Barley Mowat 

Beer and Learning: Together at Last!

with one comment

I don’t often plug events on this blog, mostly because the events I think are good enough to plug tend to sell out instantaneously so I elect to not rub in the fact that I have tickets. Hey, speaking of which, I have tickets to Hoppapalooza! Suck it, losers! But I digress.

However, one event is upcoming that you can weirdly still purchase entry for. This is likely because it’s not focused on the general public. The Business of Craft Beer (May 29th, 2-6pm) is a four hour long boot camp on starting and marketing a brewery successfully.

Things kick off with a keynote from Ninkasi Brewing’s Jamie Floyd, then a open panel takes questions on Opening a Craft Brewery in BC featuring Don Farion (Bomber), Anthony Frustagli (Parallel 49) and Jim Dodds (Red Truck). Following that a new panel discusses what to do with the beer once you’ve made (Marketing & Selling Craft Beer), with Adam Mills (Four Winds), Ian McKay (Driftwood) and Tim Barnes (Central City).

Hosting the whole thing is that mountain of beer knowledge himself: Joe Wiebe. Also, you can expect me to interject random thoughts throughout the afternoon, at least until they use the gag and tranquilizers Joe no doubt told the organizers to have at the ready.

Why go, though? You already know how to brew beer and maybe even have threatened, conned and outright extorted your way to some seed capital (sorry, mom). You see, over the years I’ve talked to many dozens of brewers and brewery owners. To a person, they’re all lovely people but that doesn’t stop a solid third to half of them from having virtually no idea what they’re doing when it comes to running a brewery as a business. The balance aren’t a whole lot better, either.

Everyone wants to live the dream and start their own brewery. It sounds attractive: taking that hobby which enthrals you for hours at a time every few weeks (and destroys your kitchen) and turning it into your full time job (which isn’t in your kitchen). Having a chance to brew creatively, put your gorgeous beer in equally gorgeous bottles and then reaping the internal reward of seeing your beer right there on the shelf next to Four Winds (only your beer will be even better, ‘natch) is all the motivation you need.
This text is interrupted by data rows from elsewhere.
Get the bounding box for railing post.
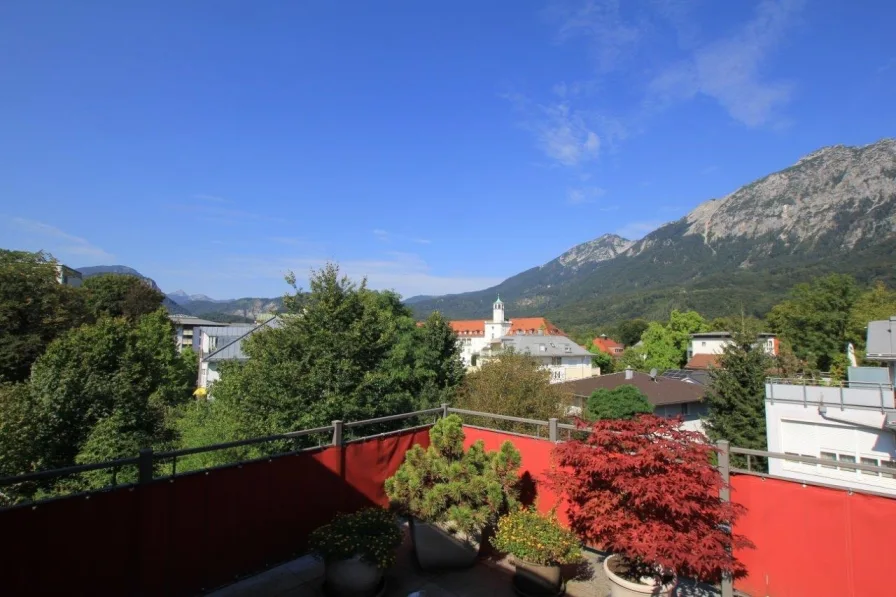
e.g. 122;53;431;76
716;440;733;597
441;403;449;419
138;448;153;485
332;420;344;446
549;418;559;442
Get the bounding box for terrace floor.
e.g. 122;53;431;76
207;524;733;597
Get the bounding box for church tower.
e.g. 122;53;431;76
492;295;505;323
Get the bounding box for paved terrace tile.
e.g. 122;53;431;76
207;525;734;597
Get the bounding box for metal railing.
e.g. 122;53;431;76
766;378;895;411
0;407;445;499
767;377;893;390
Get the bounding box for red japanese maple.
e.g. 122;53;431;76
550;415;752;583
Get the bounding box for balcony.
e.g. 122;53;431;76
766;377;895;410
2;407;896;597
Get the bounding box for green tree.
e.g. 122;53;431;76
587;345;614;374
27;309;195;475
0;250;87;383
704;331;773;468
585;385;653;420
847;282;896;357
667;309;709;358
454;350;566;432
0;383;41;480
635;322;681;372
615;319;649;347
767;274;860;371
82;273;165;320
187;264;464;462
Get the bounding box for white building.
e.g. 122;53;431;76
479;334;594;383
55;264;82;287
169;315;223;353
197;319;280;389
450;297;566;368
765;318;896;495
686;331;778;370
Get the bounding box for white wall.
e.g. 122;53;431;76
766;399;896;495
691;338;731;356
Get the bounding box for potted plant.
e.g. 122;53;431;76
491;507;583;596
308;507;403;597
385;414;522;570
551;415;752;597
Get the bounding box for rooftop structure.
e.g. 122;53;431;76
591;334;624;356
197;318;282;389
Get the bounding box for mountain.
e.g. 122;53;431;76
409;139;896;330
167;290;218;303
184;297;284;320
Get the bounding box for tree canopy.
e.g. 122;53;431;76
585;385;653;421
82;273;166;320
615;319;648;347
0;250;86;383
178;265;464;464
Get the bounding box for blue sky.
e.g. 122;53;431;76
1;1;894;299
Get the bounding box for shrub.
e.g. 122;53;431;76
385;414;521;536
551;415;752;583
585;385;653;420
491;507;582;566
308;508;403;569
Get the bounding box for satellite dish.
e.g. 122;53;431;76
649;368;658;381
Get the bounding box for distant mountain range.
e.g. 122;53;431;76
408;138;896;330
75;265;283;322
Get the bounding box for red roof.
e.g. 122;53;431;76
685;354;721;370
592;337;625;355
448;317;564;337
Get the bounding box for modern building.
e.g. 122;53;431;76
169;315;224;353
765;318;896;495
479;334;594;383
558;367;708;433
450;297;564;367
686;331;778;370
592;334;624;357
197;318;281;390
55;264;82;287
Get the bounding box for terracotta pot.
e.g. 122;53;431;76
512;557;564;596
603;555;676;597
324;555;384;597
409;518;481;570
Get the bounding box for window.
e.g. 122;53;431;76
820;451;837;469
680;403;690;416
860;457;880;476
881;461;896;479
701;341;706;347
838;454;856;472
208;336;218;352
551;357;562;365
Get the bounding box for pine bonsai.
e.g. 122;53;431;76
551;415;752;584
384;414;522;536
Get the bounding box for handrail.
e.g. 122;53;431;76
343;407;443;429
154;425;336;459
767;377;893;390
446;407;548;426
0;456;140;486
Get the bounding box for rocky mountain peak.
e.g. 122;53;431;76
683;138;896;250
557;233;633;268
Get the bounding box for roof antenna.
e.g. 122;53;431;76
649;368;658;382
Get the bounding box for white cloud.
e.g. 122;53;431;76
9;217;115;263
536;103;601;166
551;0;644;73
648;0;803;127
209;252;502;298
373;229;390;242
567;186;607;205
411;238;432;245
616;219;666;240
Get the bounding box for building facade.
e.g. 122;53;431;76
169;315;223;353
686;331;778;370
55;264;82;287
196;319;280;390
479;334;593;382
592;335;624;356
764;318;896;495
450;298;564;368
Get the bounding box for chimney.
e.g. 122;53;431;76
625;366;633;380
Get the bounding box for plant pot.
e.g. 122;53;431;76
409;518;481;570
323;555;385;597
511;557;565;596
603;555;676;597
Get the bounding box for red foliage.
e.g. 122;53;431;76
550;415;752;582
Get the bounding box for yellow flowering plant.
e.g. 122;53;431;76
308;508;403;570
491;507;583;567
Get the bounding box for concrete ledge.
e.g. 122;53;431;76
206;555;323;596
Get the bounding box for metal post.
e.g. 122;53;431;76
138;448;153;485
549;418;559;442
716;440;733;597
332;421;344;446
441;403;449;419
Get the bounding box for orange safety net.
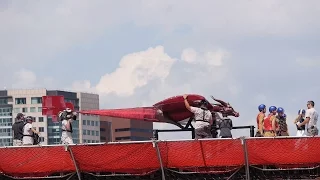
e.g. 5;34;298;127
0;138;320;178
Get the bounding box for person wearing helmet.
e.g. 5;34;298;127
294;109;306;136
22;116;40;145
297;101;318;136
276;107;289;136
12;113;25;146
255;104;266;137
60;108;77;144
183;94;213;139
263;106;278;137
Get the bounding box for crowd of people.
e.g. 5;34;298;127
255;100;318;137
11;108;77;146
183;94;318;139
10;96;318;146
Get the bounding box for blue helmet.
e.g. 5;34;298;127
277;107;284;113
258;104;266;111
269;106;277;113
298;109;306;115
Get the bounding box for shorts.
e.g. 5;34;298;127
13;139;23;146
307;127;318;136
264;131;275;137
296;130;306;137
195;125;211;139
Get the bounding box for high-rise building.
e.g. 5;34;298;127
100;117;153;142
0;89;109;146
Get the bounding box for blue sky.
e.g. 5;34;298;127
1;0;320;139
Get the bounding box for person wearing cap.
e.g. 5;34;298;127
297;101;318;136
183;94;213;139
22;116;40;145
59;108;77;144
12;113;25;146
294;109;306;136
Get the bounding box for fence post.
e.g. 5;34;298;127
241;137;250;180
152;140;165;180
67;145;82;180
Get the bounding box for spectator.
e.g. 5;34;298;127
12;113;25;146
256;104;266;137
276;107;289;136
217;112;233;138
297;101;318;136
294;109;306;136
23;116;40;145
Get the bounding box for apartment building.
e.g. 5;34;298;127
100;116;153;142
0;89;107;146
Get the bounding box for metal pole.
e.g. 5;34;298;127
153;130;159;140
153;141;166;180
250;126;255;137
191;128;195;139
241;137;250;180
68;146;82;180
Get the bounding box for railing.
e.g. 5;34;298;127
0;136;320;180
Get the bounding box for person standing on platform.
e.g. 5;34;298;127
22;116;40;145
294;109;306;136
276;107;289;136
297;101;318;136
217;112;233;138
263;106;278;137
183;94;213;139
12;113;25;146
60;108;77;144
256;104;266;137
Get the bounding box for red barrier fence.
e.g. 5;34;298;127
0;137;319;178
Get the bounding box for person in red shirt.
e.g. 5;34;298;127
255;104;266;137
263;106;278;137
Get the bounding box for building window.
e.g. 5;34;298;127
100;128;105;132
22;107;28;113
39;127;44;132
95;121;99;126
115;128;130;132
38;107;42;112
83;129;86;135
0;99;8;105
40;137;44;142
0;107;12;116
84;140;87;143
87;130;90;135
86;120;90;125
83;120;86;125
91;121;94;126
38;117;44;122
91;130;94;135
96;131;99;136
101;136;106;141
31;97;42;104
15;98;26;104
115;136;131;141
13;108;20;113
30;107;36;112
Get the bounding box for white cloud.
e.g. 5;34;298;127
11;69;37;88
181;48;197;63
95;46;176;96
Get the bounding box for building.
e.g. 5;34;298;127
0;88;108;146
100;116;153;142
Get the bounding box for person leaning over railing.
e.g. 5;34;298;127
297;101;318;136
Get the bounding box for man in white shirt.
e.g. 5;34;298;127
59;108;77;144
297;101;318;136
183;94;213;139
22;116;40;145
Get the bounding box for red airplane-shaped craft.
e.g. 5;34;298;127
41;94;239;129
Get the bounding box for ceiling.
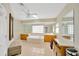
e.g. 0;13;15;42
10;3;67;20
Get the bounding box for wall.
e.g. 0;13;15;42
23;24;54;33
44;24;53;33
14;20;24;39
56;3;79;51
20;18;57;34
14;21;32;40
14;18;57;37
23;24;32;33
73;4;79;52
0;4;9;56
14;20;56;39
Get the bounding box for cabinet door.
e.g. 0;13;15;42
20;34;28;40
44;35;52;42
57;51;62;56
53;41;64;56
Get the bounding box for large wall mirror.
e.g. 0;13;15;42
61;9;74;42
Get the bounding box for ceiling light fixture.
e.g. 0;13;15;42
19;3;39;19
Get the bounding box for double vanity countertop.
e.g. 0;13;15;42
55;39;74;47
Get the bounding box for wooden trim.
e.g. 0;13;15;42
9;13;14;40
9;13;11;40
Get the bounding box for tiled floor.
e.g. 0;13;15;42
11;39;55;56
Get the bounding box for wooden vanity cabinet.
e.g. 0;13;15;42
20;34;28;40
44;35;56;42
56;46;65;56
53;41;65;56
53;40;73;56
44;35;52;42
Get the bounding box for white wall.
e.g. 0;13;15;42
23;24;54;33
14;21;24;40
14;21;56;40
57;3;79;51
23;24;32;33
14;21;33;40
14;18;57;38
44;24;53;33
73;4;79;51
0;4;9;56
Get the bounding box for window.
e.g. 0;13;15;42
56;23;59;33
52;25;55;33
32;25;44;33
62;23;73;34
68;24;73;34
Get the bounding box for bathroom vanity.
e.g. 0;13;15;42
53;39;74;56
44;33;56;42
20;34;28;40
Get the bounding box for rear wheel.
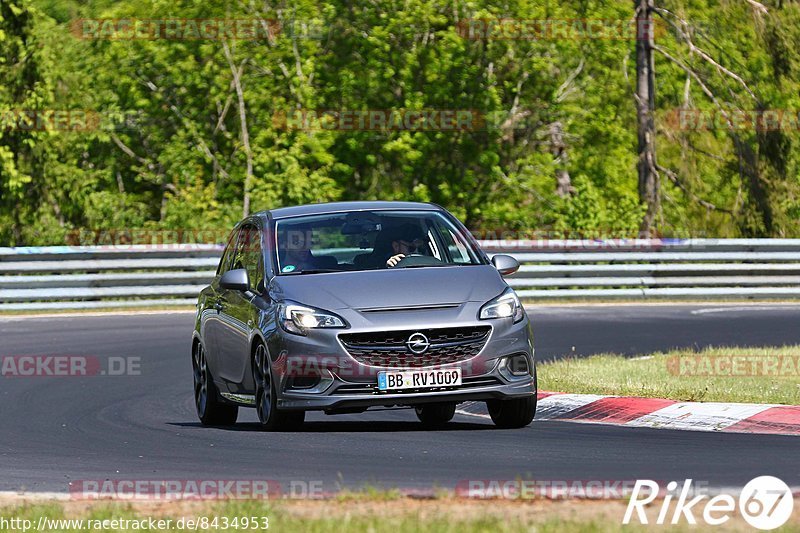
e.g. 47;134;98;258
253;344;305;431
415;402;456;426
193;342;238;426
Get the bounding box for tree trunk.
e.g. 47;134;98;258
549;121;574;197
223;43;254;218
635;0;659;237
732;134;774;237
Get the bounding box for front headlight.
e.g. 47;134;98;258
479;288;524;323
279;302;347;335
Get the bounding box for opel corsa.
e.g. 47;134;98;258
192;201;536;430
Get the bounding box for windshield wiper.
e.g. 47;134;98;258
282;268;341;275
399;263;461;269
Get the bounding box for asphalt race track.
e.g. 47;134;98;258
1;304;799;493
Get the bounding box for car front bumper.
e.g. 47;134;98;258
267;304;536;412
276;370;536;411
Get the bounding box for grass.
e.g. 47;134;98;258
2;497;782;533
539;345;800;405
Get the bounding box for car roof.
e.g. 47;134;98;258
259;201;442;220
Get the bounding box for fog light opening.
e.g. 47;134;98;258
288;375;322;390
285;369;334;394
507;354;530;376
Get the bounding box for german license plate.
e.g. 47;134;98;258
377;368;462;391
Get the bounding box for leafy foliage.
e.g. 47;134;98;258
1;0;799;244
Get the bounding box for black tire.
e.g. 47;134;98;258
253;343;305;431
415;402;456;426
487;367;538;429
193;342;238;426
487;396;537;428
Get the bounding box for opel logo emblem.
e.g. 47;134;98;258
406;332;430;354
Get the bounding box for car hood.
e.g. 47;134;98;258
269;265;508;310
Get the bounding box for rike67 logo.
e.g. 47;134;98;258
624;476;794;530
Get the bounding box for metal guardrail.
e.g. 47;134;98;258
0;245;220;310
2;240;800;310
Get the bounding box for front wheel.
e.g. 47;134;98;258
253;344;305;431
487;367;537;429
486;396;537;428
415;402;456;426
193;342;238;426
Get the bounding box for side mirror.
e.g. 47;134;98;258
491;254;520;276
219;268;250;292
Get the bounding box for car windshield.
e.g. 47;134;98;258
274;210;484;274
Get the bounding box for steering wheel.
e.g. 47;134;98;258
393;254;443;268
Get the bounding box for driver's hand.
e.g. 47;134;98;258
386;254;405;267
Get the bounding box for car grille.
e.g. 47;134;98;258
339;326;491;368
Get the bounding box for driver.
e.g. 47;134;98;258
384;224;427;268
278;228;317;272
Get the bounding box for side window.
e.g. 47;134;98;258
434;221;473;264
446;229;472;263
216;229;240;275
234;224;264;291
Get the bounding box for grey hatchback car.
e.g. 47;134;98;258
192;201;536;430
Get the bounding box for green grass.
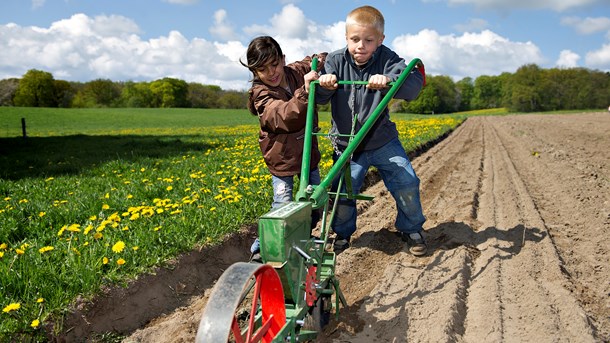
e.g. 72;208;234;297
0;107;464;341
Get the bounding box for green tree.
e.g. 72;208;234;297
13;69;57;107
472;75;503;109
54;80;75;108
507;64;543;112
187;83;222;108
121;81;154;107
0;78;19;106
217;90;248;109
72;79;121;107
150;78;189;108
455;77;474;111
402;75;456;114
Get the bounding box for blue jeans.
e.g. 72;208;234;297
251;168;321;254
331;137;425;239
271;168;321;208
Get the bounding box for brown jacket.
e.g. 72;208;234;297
247;54;325;177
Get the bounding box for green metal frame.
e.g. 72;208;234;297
257;57;422;342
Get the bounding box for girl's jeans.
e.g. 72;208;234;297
331;137;425;239
250;168;321;254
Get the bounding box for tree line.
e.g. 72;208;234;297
1;64;609;113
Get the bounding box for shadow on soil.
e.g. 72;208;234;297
322;221;548;341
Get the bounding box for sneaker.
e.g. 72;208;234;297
333;237;350;253
249;252;262;264
250;237;260;254
401;232;427;256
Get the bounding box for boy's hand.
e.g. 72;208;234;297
367;74;390;90
319;74;338;90
304;70;319;94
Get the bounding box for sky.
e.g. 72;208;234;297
1;0;609;91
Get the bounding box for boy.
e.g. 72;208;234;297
316;6;428;256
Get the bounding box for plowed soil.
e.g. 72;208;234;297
56;112;609;342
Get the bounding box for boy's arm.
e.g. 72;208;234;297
380;52;425;101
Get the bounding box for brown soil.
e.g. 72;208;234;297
54;112;610;342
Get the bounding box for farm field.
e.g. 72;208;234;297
0;107;463;341
119;112;609;342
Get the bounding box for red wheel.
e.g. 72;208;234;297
196;262;286;343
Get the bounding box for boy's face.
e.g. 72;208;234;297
346;24;384;66
255;55;286;88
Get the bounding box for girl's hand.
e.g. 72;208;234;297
304;70;319;94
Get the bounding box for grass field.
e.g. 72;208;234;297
0;107;463;340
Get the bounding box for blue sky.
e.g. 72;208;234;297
1;0;609;90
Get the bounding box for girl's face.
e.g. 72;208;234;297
346;24;384;66
255;56;286;88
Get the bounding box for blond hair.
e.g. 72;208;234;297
345;5;385;35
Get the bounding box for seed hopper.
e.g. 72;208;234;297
196;58;422;343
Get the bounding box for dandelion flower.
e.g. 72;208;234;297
93;232;103;240
102;257;109;265
15;249;24;255
2;303;20;313
117;258;126;265
39;246;54;254
132;246;139;251
36;298;44;303
102;204;110;210
31;319;40;328
166;186;173;191
112;241;125;253
38;212;46;217
0;243;6;250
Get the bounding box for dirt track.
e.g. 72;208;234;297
58;113;610;342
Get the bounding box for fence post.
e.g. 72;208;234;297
21;117;27;139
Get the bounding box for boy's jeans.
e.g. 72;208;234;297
250;168;321;254
331;137;425;239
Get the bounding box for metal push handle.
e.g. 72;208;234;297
296;57;422;208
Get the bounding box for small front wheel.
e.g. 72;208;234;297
196;262;286;343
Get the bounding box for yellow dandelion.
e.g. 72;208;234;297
0;243;7;250
15;249;24;255
102;204;110;210
112;241;125;253
127;194;133;199
153;226;161;231
0;252;4;258
39;246;54;254
210;207;216;211
36;298;44;303
67;224;81;232
102;257;109;265
104;193;110;199
38;212;46;217
93;232;103;240
132;246;139;251
117;258;126;265
166;186;173;191
2;303;20;313
31;319;40;328
89;215;97;221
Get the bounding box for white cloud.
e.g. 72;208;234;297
392;29;545;80
31;0;45;9
454;18;490;33
209;9;239;41
556;50;580;68
0;14;250;90
561;16;610;35
244;4;310;39
428;0;602;12
585;44;610;70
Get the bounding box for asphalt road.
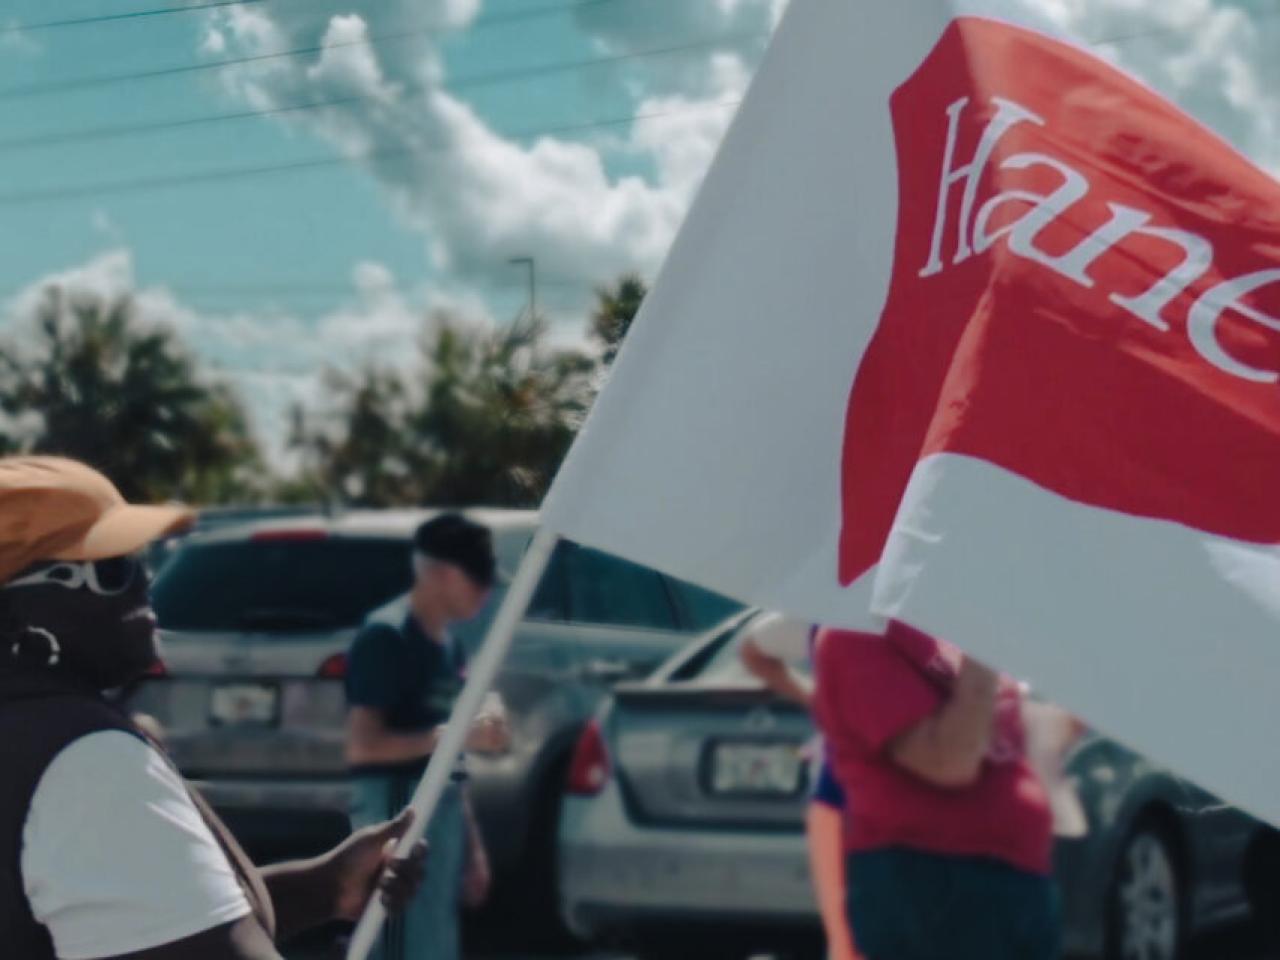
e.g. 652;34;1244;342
1191;924;1277;960
286;922;1277;960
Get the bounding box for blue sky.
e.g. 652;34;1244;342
1;0;1276;460
0;0;665;319
0;0;783;454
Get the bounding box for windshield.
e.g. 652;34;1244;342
152;536;414;633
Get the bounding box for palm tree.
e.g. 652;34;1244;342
413;312;596;506
290;311;596;509
288;365;421;508
590;273;647;365
0;286;261;502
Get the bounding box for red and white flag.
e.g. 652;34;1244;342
542;3;1280;824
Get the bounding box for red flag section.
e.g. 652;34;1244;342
839;17;1280;586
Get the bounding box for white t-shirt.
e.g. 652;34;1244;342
22;731;252;959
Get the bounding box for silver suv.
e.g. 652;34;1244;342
130;508;741;915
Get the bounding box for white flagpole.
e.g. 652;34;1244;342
345;526;559;960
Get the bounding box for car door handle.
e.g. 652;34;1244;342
577;659;636;683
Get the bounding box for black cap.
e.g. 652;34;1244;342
413;513;500;588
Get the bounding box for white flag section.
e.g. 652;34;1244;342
542;0;1280;829
546;0;916;625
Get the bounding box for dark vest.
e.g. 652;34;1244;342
0;668;276;958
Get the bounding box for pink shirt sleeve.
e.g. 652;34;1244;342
815;628;943;755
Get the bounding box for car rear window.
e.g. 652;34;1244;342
669;580;744;631
677;612;811;683
152;537;413;633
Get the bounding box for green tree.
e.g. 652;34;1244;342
413;313;596;506
292;311;596;508
0;286;262;503
590;272;647;365
287;365;421;508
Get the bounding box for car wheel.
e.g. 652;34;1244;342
1106;821;1186;960
1243;828;1280;952
503;751;578;947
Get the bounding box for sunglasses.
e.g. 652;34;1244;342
4;556;142;597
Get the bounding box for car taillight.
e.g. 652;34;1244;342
145;659;168;678
566;719;610;796
317;653;347;679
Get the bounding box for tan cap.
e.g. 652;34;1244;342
0;456;195;583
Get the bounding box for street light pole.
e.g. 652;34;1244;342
509;256;536;321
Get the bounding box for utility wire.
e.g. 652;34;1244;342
3;0;1252;104
0;92;375;151
0;31;764;151
3;4;1259;204
2;0;269;34
163;276;583;297
0;99;742;207
2;0;614;34
0;0;622;101
2;0;1261;107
Well, your VISA statement looking like this also
nudges you towards making free, unlimited beer.

That’s the dream, isn’t it? It’s a sexy temptress of an ideal that pulls you in, then gets all “I have a headache and you have books to balance” in the cold clear light of day. Actually crafting recipes and making beer are just two small steps in a long serpent of a convoluted business process. How much should you spend on packaging? Used brewhouse or new? When do you bottle? Do you even bottle? Can? How much do you have to pay farmers to pick up your spent grain? What licenses do you need to open a tasting room? And HOLY SHIT YOU HAVE TO PAY SOMEONE TO COME GET YOUR SPENT GRAIN?!?

Running a brewery is running a business. End of story. If you’re seriously considering getting into this business or even if you’re still in the day dreaming stage, a chance to ask people pointed and frank questions in an open setting is worth far, far more than the $75 cost of entrance, even if food and beer weren’t included (which, by the way, they are).

If you just looked at that “$75” and thought “that’s too expensive” then save us all some time and keep your day job. Starting a brewery will be the hardest, most expensive, most time consuming thing you’ve ever done with your life, and saving a paltry $75 at the start of this process by not attending this event is about the single worst way to save money you could conceive of.

Seriously, saving $1/hr by hiring this guy to be your delivery driver would be smarter.

Maybe I’m recommending this event because the organizers asked me to (they did) or because they gave me a free ticket (also true), and sure, those things absolutely meet my main criteria for blogging on a topic: making my life better. However, I try to think a bit longer term. My life would be massively better if there were even more breweries in BC, and there will be more breweries if the existing breweries aren’t going out of business left, right and centre because their owners put too much emphasis on “making great beer” and not enough on “paying rent.” You can do both, folks, but you gotta learn how.

This event won’t answer all the questions you need answered in order to run brewery as a business. Heck, it won’t even start. However, if you’re lucky and pay attention, it might teach you which questions you have to ask in the first place, and that’s gotta be worth $75.

Buy your tickets here.

Written by chuck

May 20th, 2014 at 2:48 pm

One Response to 'Beer and Learning: Together at Last!'

Subscribe to comments with RSS or TrackBack to 'Beer and Learning: Together at Last!'.

  1. Too bad is starts at 2pm, don’t mind the price but won’t take a day off work to attend unless I wanted to open a brewery, at which point I agree this is a can’t miss event for anyone even remotely thinking about it.